Despite a couple of court rulings, Attorney General Ken Paxton says he'll keep defending a state law that one state senator says was carefully written to avoid conflict with federal law.
But the 5th Circuit Court of Appeals last Thursday cited a conflict anyway, deferring to previous rulings that have declared handling of illegal immigrants and related policy a matter exclusively under federal control.
Houston-area state Senator Joan Huffman said Tuesday the Texas law as written by the Legislature allowed law enforcement officers to take custody of illegal aliens and remand them to federal authorities, which augments rather than conflicts with federal authority.
But Senator Huffman said it's possible the federal courts wouldn't like the state law under any circumstances, "as long as we try to go into this area in which we gave Texas law officers the ability to stop someone if they see them entering through anything other than a lawful port of entry.

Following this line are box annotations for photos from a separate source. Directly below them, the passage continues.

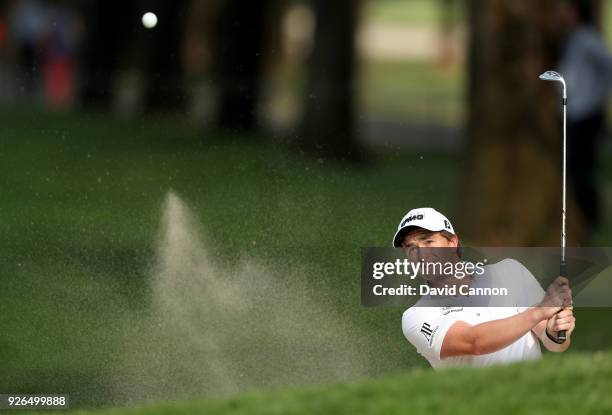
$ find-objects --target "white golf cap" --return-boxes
[393,208,455,248]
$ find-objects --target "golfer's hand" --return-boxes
[546,307,576,337]
[536,277,572,320]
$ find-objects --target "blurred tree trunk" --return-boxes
[81,0,140,109]
[298,0,360,159]
[460,0,585,246]
[216,0,271,131]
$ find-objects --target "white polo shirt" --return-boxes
[402,259,544,369]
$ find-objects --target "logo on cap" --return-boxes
[400,214,425,226]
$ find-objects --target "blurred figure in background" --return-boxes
[43,3,83,110]
[9,0,47,101]
[559,0,612,234]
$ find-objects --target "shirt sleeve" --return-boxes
[402,307,458,360]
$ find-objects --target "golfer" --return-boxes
[393,208,576,369]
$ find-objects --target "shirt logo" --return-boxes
[421,323,433,342]
[442,307,463,315]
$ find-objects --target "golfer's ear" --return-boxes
[450,235,459,248]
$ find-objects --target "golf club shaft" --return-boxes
[557,94,567,341]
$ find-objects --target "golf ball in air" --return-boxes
[142,12,157,29]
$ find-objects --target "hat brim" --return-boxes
[393,225,448,248]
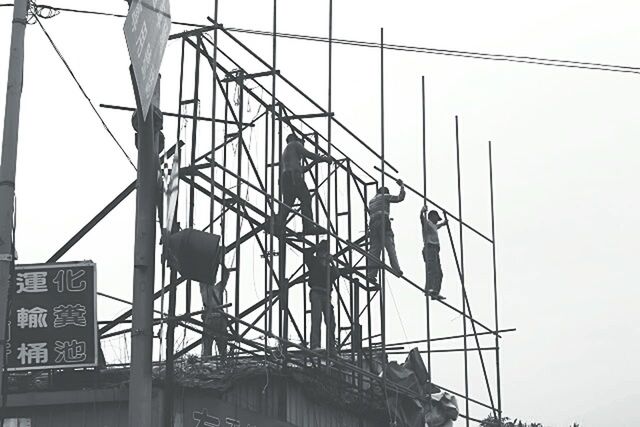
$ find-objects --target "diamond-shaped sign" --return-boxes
[124,0,171,119]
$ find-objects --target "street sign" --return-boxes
[124,0,171,119]
[7,261,98,371]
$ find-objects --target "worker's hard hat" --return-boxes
[428,211,442,222]
[287,133,302,143]
[316,239,329,252]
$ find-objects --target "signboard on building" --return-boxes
[7,261,98,371]
[124,0,171,119]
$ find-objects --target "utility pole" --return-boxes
[0,0,27,406]
[129,71,162,427]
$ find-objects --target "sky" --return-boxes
[0,0,640,427]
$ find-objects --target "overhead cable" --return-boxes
[0,4,640,74]
[33,13,137,170]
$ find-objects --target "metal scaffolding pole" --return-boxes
[0,0,28,410]
[456,116,469,427]
[489,141,502,426]
[422,76,433,396]
[380,28,387,367]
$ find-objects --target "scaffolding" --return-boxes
[21,6,508,425]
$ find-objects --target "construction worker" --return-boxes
[420,205,447,299]
[200,265,229,360]
[303,240,340,351]
[277,133,332,234]
[367,179,405,282]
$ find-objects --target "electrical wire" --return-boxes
[5,4,640,74]
[33,13,137,170]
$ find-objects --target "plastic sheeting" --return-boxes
[424,391,459,427]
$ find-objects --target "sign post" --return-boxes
[124,0,171,427]
[7,261,98,371]
[0,0,28,408]
[124,0,171,119]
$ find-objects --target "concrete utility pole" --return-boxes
[129,71,162,427]
[0,0,27,404]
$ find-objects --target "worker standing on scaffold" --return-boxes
[367,179,405,282]
[420,205,447,300]
[303,240,340,353]
[200,265,229,361]
[276,133,332,234]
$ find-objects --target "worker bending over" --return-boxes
[200,265,229,360]
[420,205,447,299]
[367,179,405,282]
[277,134,331,234]
[303,240,340,351]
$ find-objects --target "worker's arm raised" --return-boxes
[296,142,331,163]
[387,179,407,203]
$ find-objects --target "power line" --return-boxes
[33,13,137,170]
[0,4,640,74]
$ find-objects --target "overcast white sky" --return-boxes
[0,0,640,427]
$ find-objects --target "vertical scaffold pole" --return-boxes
[186,38,202,313]
[380,28,387,367]
[422,76,432,384]
[234,76,244,354]
[267,0,283,342]
[0,0,28,408]
[489,141,502,426]
[456,116,470,427]
[129,74,162,427]
[209,0,224,234]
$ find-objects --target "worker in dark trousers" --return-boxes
[303,240,340,352]
[420,206,447,299]
[367,179,405,282]
[200,265,229,360]
[276,134,331,234]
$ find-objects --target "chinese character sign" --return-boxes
[124,0,171,118]
[6,262,98,370]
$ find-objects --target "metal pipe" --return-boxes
[209,0,218,234]
[489,141,502,427]
[456,116,469,427]
[0,0,28,408]
[422,76,433,382]
[380,28,387,366]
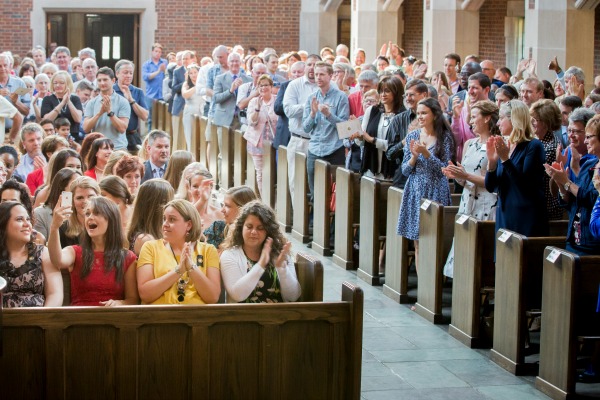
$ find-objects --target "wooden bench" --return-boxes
[490,229,566,375]
[275,146,292,232]
[312,160,338,256]
[292,153,310,243]
[262,140,277,209]
[0,283,364,399]
[333,168,360,270]
[415,199,458,324]
[383,186,414,304]
[233,129,248,186]
[535,247,600,399]
[356,176,391,285]
[448,214,496,347]
[219,127,234,190]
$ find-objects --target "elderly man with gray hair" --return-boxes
[348,70,379,118]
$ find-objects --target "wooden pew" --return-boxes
[219,128,234,190]
[292,153,310,243]
[383,186,411,304]
[0,283,364,399]
[333,168,360,270]
[490,229,566,375]
[206,124,221,182]
[415,199,458,324]
[535,247,600,399]
[275,146,292,232]
[312,160,338,256]
[262,140,277,209]
[448,214,496,347]
[356,176,391,285]
[233,129,248,186]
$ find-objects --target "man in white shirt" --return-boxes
[283,54,321,206]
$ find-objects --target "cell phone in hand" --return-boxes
[60,192,73,207]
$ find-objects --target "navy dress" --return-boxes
[485,139,548,236]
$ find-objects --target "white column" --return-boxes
[423,0,480,71]
[300,0,342,54]
[351,0,404,62]
[525,0,598,89]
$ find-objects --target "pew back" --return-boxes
[0,283,363,399]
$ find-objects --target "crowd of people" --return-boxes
[0,42,600,307]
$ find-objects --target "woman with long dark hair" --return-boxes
[397,98,456,268]
[48,197,139,307]
[0,201,63,307]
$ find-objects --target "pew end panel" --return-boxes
[383,186,414,304]
[356,176,391,286]
[415,199,458,324]
[262,140,277,209]
[312,160,338,256]
[275,146,292,232]
[333,168,360,270]
[448,214,496,348]
[0,282,364,400]
[233,129,247,186]
[292,152,310,243]
[490,229,566,375]
[535,247,600,399]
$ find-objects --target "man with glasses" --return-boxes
[386,79,428,188]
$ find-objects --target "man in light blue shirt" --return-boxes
[83,67,131,150]
[302,61,350,197]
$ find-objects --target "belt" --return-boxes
[292,133,310,140]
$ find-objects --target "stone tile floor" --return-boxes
[292,236,548,400]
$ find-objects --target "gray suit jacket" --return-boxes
[212,71,252,126]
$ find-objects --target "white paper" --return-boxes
[498,231,512,243]
[456,214,469,225]
[336,118,362,140]
[546,249,560,262]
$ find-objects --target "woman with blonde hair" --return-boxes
[99,175,133,231]
[127,179,174,256]
[485,100,548,236]
[137,199,221,304]
[244,74,279,192]
[40,71,83,137]
[204,186,257,250]
[163,150,194,189]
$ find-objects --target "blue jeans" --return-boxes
[306,147,346,200]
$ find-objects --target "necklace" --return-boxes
[169,244,190,303]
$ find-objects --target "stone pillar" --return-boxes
[524,0,598,86]
[300,0,342,54]
[351,0,404,62]
[423,0,480,71]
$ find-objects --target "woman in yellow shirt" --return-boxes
[137,199,221,304]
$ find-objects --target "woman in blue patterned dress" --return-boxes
[396,98,456,270]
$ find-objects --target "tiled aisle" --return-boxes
[293,236,548,400]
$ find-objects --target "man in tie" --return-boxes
[142,129,169,184]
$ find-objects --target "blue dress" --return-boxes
[396,129,453,240]
[485,139,548,237]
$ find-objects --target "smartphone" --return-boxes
[60,192,73,207]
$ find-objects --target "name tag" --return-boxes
[498,231,512,243]
[546,249,560,262]
[421,200,431,211]
[456,214,469,225]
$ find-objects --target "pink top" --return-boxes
[71,246,136,306]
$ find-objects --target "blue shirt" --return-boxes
[142,58,169,100]
[113,83,148,132]
[302,86,350,157]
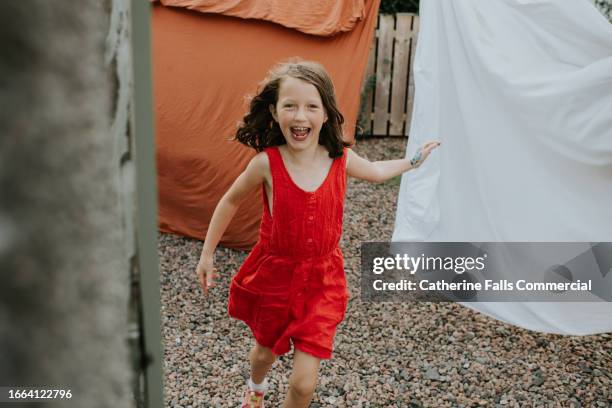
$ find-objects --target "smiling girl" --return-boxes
[197,61,439,407]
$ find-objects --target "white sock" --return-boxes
[247,378,268,393]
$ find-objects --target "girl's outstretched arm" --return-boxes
[197,153,270,294]
[346,141,440,183]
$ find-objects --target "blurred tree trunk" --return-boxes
[0,0,133,408]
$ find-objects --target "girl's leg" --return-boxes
[249,341,276,384]
[283,349,321,408]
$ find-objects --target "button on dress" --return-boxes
[228,146,348,359]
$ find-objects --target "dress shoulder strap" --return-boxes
[264,146,282,178]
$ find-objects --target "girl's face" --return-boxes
[270,77,327,150]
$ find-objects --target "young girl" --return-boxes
[197,61,439,408]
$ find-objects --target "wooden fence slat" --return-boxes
[373,14,393,135]
[389,13,412,136]
[361,26,376,135]
[404,16,419,136]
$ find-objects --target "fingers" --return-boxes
[198,269,219,295]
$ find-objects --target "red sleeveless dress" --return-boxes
[228,147,348,359]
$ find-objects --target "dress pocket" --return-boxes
[256,294,290,338]
[227,278,261,326]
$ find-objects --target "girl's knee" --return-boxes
[289,375,317,398]
[251,344,276,364]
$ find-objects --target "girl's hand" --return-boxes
[196,254,219,295]
[410,141,440,169]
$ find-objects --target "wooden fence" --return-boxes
[358,13,419,136]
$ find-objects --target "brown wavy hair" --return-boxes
[234,58,350,158]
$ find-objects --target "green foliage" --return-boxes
[379,0,419,14]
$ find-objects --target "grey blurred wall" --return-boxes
[0,0,134,408]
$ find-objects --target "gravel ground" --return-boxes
[159,139,612,408]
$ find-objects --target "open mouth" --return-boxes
[289,126,310,141]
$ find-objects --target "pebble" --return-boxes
[158,138,612,408]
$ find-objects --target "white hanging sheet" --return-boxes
[393,0,612,334]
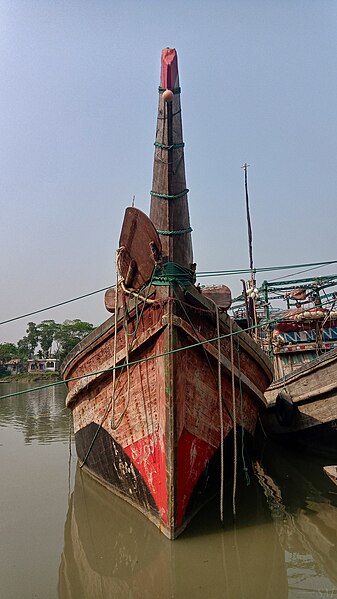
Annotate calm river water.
[0,383,337,599]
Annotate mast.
[150,48,193,269]
[241,162,257,341]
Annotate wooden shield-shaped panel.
[119,208,162,289]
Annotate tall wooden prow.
[150,48,193,269]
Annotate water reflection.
[0,380,70,444]
[59,469,288,599]
[256,444,337,597]
[59,438,337,599]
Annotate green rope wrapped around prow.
[152,262,195,287]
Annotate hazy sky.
[0,0,337,342]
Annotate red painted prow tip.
[160,48,179,89]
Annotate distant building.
[28,358,59,372]
[0,358,22,375]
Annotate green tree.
[0,343,18,362]
[54,318,94,360]
[36,320,59,358]
[26,322,39,356]
[18,335,30,360]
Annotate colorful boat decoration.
[62,48,272,539]
[242,276,337,453]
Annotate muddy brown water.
[0,383,337,599]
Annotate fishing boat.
[255,276,337,453]
[62,48,272,539]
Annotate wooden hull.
[63,287,271,539]
[323,466,337,485]
[262,349,337,451]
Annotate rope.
[237,337,250,487]
[153,141,185,150]
[158,86,181,95]
[214,302,224,522]
[0,316,277,399]
[152,262,195,288]
[0,260,337,325]
[229,319,238,520]
[157,227,193,235]
[150,189,189,200]
[111,251,119,428]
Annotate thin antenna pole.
[241,162,254,271]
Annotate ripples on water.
[0,384,337,599]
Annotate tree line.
[0,318,94,370]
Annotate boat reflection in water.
[59,468,288,599]
[59,444,337,599]
[255,444,337,598]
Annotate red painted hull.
[63,288,271,539]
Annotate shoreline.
[0,372,61,385]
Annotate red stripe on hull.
[124,435,167,526]
[176,429,216,527]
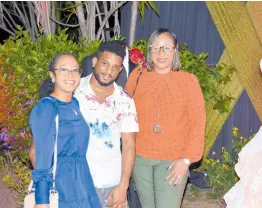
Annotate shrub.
[199,127,253,199]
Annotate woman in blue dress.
[30,54,100,208]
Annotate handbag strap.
[28,97,59,192]
[52,114,59,189]
[132,70,143,97]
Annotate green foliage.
[0,152,31,201]
[180,45,235,113]
[191,185,200,197]
[132,40,235,113]
[198,128,253,199]
[138,1,159,25]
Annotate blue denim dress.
[29,96,101,208]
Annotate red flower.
[129,48,146,66]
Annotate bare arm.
[119,132,136,189]
[106,132,136,208]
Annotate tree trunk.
[76,1,88,37]
[86,1,96,40]
[129,1,138,46]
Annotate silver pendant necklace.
[153,89,163,134]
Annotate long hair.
[146,28,181,71]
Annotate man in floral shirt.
[75,41,139,207]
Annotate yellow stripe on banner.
[204,2,262,158]
[206,2,262,120]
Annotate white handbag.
[24,100,59,208]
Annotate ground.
[181,185,223,208]
[0,171,222,208]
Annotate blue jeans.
[96,186,115,208]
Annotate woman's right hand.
[34,204,50,208]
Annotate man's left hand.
[106,185,127,208]
[166,159,189,187]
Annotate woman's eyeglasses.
[149,44,175,53]
[54,68,83,77]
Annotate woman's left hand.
[166,158,189,187]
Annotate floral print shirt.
[74,74,139,188]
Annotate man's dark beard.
[94,71,115,87]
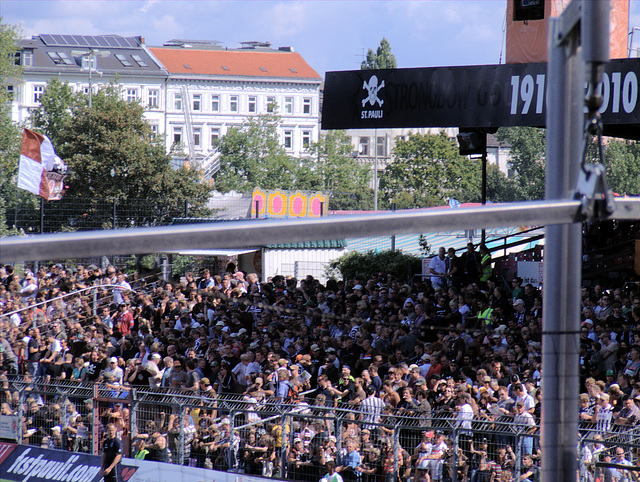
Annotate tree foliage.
[496,127,546,201]
[329,250,422,280]
[380,132,482,209]
[33,79,210,225]
[215,114,297,192]
[360,37,398,70]
[0,19,28,236]
[487,164,521,203]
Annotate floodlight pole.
[541,0,609,482]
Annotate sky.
[0,0,640,77]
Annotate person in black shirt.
[100,423,122,482]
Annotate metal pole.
[373,129,378,211]
[541,2,585,482]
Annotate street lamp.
[71,49,111,109]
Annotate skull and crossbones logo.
[362,75,384,107]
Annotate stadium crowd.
[0,244,640,482]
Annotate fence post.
[391,203,396,251]
[227,412,236,471]
[513,426,524,474]
[393,421,400,482]
[129,388,138,442]
[280,408,287,479]
[112,198,118,229]
[40,197,44,234]
[16,390,29,445]
[91,383,100,455]
[177,405,187,465]
[451,427,460,482]
[91,288,98,316]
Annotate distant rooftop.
[149,46,321,80]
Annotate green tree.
[329,250,422,280]
[33,81,210,226]
[380,132,481,209]
[297,130,373,210]
[215,114,298,192]
[496,127,546,201]
[360,37,398,70]
[0,18,27,236]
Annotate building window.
[284,131,293,149]
[376,136,387,157]
[148,90,158,108]
[211,127,220,147]
[33,85,44,104]
[22,50,33,67]
[284,97,293,114]
[173,126,182,145]
[267,97,278,113]
[358,137,369,156]
[82,55,98,70]
[127,89,138,102]
[302,131,311,149]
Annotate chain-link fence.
[0,376,604,482]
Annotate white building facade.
[149,41,322,168]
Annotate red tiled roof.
[149,47,321,79]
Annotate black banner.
[322,59,640,129]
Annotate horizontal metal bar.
[0,201,592,263]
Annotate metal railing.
[6,376,640,481]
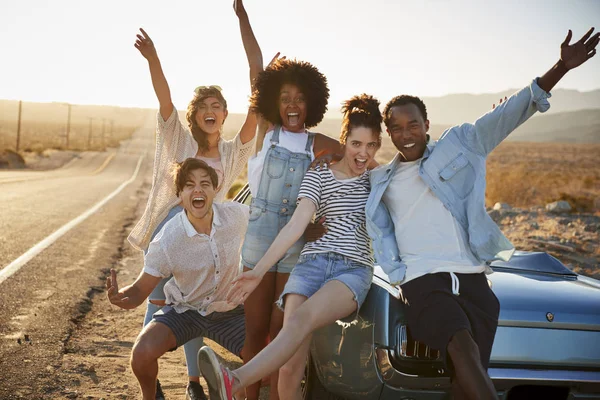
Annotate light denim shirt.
[366,79,550,285]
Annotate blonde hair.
[185,86,227,153]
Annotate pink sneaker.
[198,346,234,400]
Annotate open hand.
[492,96,508,110]
[106,269,129,308]
[233,0,246,18]
[265,52,285,69]
[134,28,158,60]
[227,270,262,305]
[560,28,600,70]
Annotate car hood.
[488,269,600,331]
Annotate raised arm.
[460,28,600,156]
[134,28,173,121]
[106,269,162,310]
[227,198,317,304]
[233,0,263,90]
[538,28,600,92]
[233,0,263,143]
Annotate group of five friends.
[106,0,600,400]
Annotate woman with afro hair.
[128,0,263,399]
[236,59,340,400]
[198,94,382,400]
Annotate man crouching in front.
[106,158,248,400]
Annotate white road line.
[0,155,144,284]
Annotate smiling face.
[387,104,429,161]
[179,168,215,221]
[341,126,379,176]
[278,83,306,132]
[194,97,227,135]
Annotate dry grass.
[486,142,600,212]
[0,100,149,153]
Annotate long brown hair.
[185,86,227,154]
[340,93,383,145]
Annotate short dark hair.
[250,59,329,128]
[173,158,219,196]
[383,94,427,126]
[340,93,382,144]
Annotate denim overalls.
[242,125,315,274]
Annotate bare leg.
[269,273,290,400]
[244,267,277,400]
[233,281,356,391]
[448,329,498,400]
[131,322,177,400]
[278,294,312,400]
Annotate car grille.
[396,325,441,361]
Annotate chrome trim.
[373,275,400,299]
[498,316,600,332]
[396,325,440,361]
[375,347,600,390]
[488,368,600,383]
[398,325,408,357]
[375,347,451,390]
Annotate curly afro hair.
[250,59,329,128]
[340,93,383,145]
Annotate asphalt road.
[0,121,154,399]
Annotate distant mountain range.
[423,89,600,125]
[315,89,600,143]
[0,89,600,143]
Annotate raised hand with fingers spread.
[134,28,158,61]
[560,28,600,70]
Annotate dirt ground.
[4,145,600,399]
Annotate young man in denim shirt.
[366,29,600,399]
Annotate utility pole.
[88,117,93,151]
[65,103,71,150]
[102,118,106,151]
[15,100,23,153]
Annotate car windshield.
[491,251,577,276]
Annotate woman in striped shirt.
[198,94,382,400]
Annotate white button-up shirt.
[144,202,248,315]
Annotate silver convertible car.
[236,188,600,400]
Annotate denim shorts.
[277,253,373,321]
[241,199,304,274]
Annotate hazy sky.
[0,0,600,112]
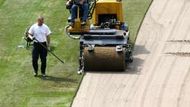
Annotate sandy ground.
[73,0,190,107]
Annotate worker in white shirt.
[28,16,51,77]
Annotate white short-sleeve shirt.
[28,23,52,42]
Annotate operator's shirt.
[28,23,52,42]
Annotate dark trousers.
[32,42,47,74]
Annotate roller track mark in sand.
[177,67,190,107]
[157,2,190,107]
[141,0,187,107]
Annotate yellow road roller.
[65,0,133,73]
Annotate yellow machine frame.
[92,0,124,25]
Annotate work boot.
[42,74,46,77]
[81,21,86,26]
[33,71,38,77]
[69,22,74,27]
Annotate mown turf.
[0,0,81,107]
[0,0,151,107]
[123,0,153,44]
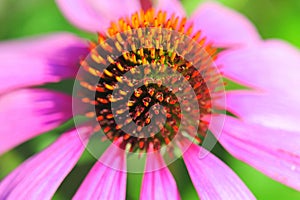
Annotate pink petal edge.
[216,40,300,97]
[183,144,255,200]
[212,117,300,191]
[0,128,89,199]
[56,0,141,33]
[226,91,300,133]
[0,89,72,154]
[140,149,180,200]
[0,33,87,93]
[73,144,127,200]
[190,1,260,47]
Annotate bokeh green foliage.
[0,0,300,200]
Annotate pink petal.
[56,0,141,33]
[183,144,255,199]
[191,2,260,47]
[73,144,127,200]
[0,89,72,154]
[226,91,300,132]
[212,117,300,191]
[216,40,300,99]
[140,152,180,200]
[154,0,186,17]
[0,129,88,199]
[0,34,87,93]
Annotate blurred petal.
[0,129,88,199]
[0,89,72,154]
[191,2,260,47]
[56,0,141,33]
[183,144,255,199]
[73,144,127,200]
[140,152,180,200]
[154,0,186,17]
[216,40,300,97]
[213,117,300,191]
[0,34,87,93]
[226,91,300,133]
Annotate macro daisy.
[0,0,300,199]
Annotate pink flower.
[0,0,300,199]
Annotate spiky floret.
[80,7,217,151]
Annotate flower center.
[80,10,217,152]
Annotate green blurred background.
[0,0,300,200]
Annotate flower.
[0,0,300,199]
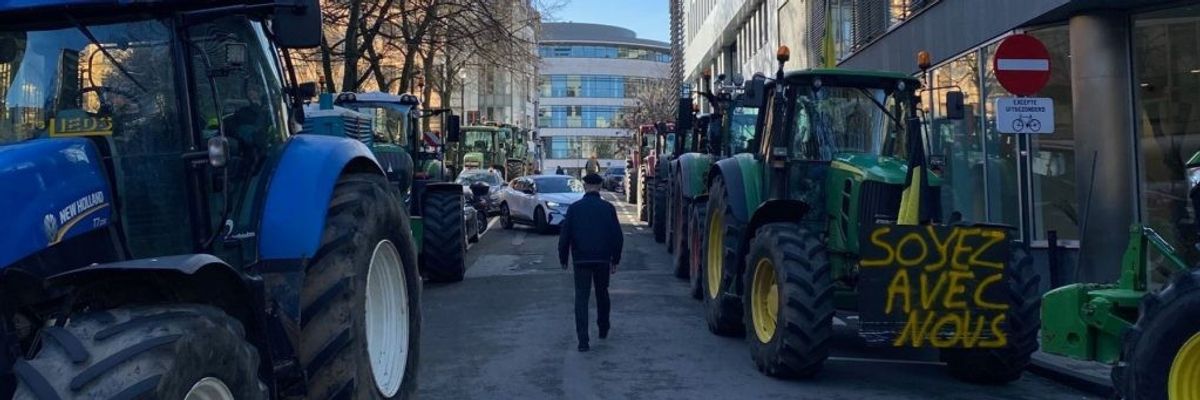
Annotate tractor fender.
[258,135,383,261]
[673,153,713,199]
[708,155,762,225]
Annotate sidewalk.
[1028,351,1115,396]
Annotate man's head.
[583,173,604,192]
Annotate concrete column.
[1070,11,1139,282]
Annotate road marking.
[827,357,946,365]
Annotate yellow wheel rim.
[1166,333,1200,400]
[704,206,725,299]
[750,258,779,344]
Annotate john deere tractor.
[668,74,762,299]
[305,91,467,282]
[701,47,1040,383]
[1042,153,1200,400]
[0,0,421,399]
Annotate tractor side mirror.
[271,0,324,48]
[946,90,966,120]
[446,115,462,143]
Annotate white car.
[500,175,583,232]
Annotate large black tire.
[14,304,268,399]
[420,191,467,282]
[650,181,670,241]
[686,199,708,300]
[941,243,1042,384]
[1112,269,1200,400]
[299,174,422,400]
[742,222,834,378]
[701,177,745,336]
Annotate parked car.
[455,169,505,216]
[462,186,487,243]
[500,175,583,232]
[601,167,625,192]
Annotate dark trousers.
[575,263,610,344]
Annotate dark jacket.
[558,192,625,265]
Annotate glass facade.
[1132,6,1200,264]
[538,44,671,62]
[538,106,625,127]
[538,74,662,98]
[924,26,1081,240]
[545,136,628,160]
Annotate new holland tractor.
[701,47,1040,383]
[308,91,468,282]
[0,0,421,400]
[670,74,762,299]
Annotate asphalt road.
[420,193,1087,400]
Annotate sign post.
[991,34,1054,135]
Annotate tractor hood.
[0,138,113,269]
[832,153,942,186]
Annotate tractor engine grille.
[858,180,904,227]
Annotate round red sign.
[991,34,1050,96]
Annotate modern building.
[538,23,671,174]
[676,0,1200,286]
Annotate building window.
[538,44,671,62]
[1132,6,1200,264]
[538,106,625,129]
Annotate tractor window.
[187,17,287,256]
[792,86,893,161]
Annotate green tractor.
[305,92,467,282]
[700,47,1040,383]
[668,74,762,299]
[446,125,511,179]
[1042,153,1200,400]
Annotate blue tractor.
[0,0,421,399]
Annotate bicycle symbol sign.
[995,97,1054,135]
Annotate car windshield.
[792,86,899,160]
[0,20,177,144]
[534,177,583,193]
[457,173,500,186]
[463,130,496,151]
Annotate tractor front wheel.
[1112,269,1200,400]
[420,191,468,282]
[299,174,422,400]
[742,222,834,378]
[941,243,1042,384]
[701,177,744,336]
[13,304,268,400]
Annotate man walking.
[558,173,625,352]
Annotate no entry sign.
[991,34,1050,96]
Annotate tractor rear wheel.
[671,198,691,279]
[701,177,745,336]
[299,174,422,400]
[688,199,708,300]
[1112,269,1200,400]
[941,243,1042,384]
[742,222,834,378]
[650,181,671,241]
[13,304,268,399]
[420,187,467,282]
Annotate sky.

"Still, the state attorney general had interpreted the law to mean that we would return them to the feds at a lawful port of entry, which I think got around some of those Constitutional concerns.
She emphasizes that the Texas law was not meant to conflict with federal law but to help it.
As Chair Huffman put it, "but [it's] another tool that we could use to try to protect Texans and address the issue of illegal immigration."
She added that she applauds Attorney General Paxton for continuing to defend the state law in the face of possible federal intimidation.